Very, very nice!! That's pretty much what I've done with Paige too (trained some novice, open and utility all at the same time). This is the first time I've done that, but I'm liking what I see. If we end up sitting on 2 legs of novice, I'd like to be able to trial her a weekend, and move her up and not worry about if she's "ready". I see soooo many dogs that people enter way too soon, and the dog makes mistakes in the ring, and before long, I really think the dog thinks that IS the exercise. I have had people ask though, why I haven't got any titles on her (she has her RE and her CGN, but those were simply play titles) where with Sydney I've done a lot more. Its not that I've not done anything with her, but when she does come out, I hope she comes out with a bit of a BANG! Next summer we will start trialling in novice, and she will be 4. And hopefully do some other things too. 

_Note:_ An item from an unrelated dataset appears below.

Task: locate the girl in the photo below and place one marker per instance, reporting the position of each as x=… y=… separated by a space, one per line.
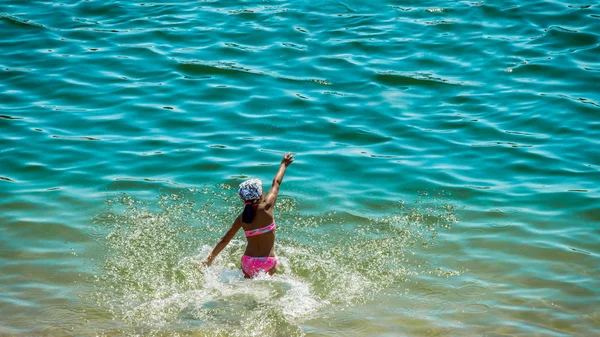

Anyhow, your video of Flip is wonderful. What a clever boy he is!! BJ


----------



## AmberSunrise (Apr 1, 2009)

What a great video  

You know, I didn't even think when I started training it, but for agility to teach a dog to take the back side of a jump towards me, I cue 'Flip'.


----------



## Loisiana (Jul 29, 2009)

When I watched the video my favorite part was when I'm doing a 270 pivot right and he over rotates, then adjusts himself into a perfect sit. The fact that he made the effort to fix that before he sat lets me know he's starting to understand heel position. Finally.


----------



## Titan1 (Jan 19, 2010)

Like I told you on facebook... very nice.. he is progressing nicely..


----------



## windfair (Jul 19, 2008)

I love his focus on you! Thanks for posting.


----------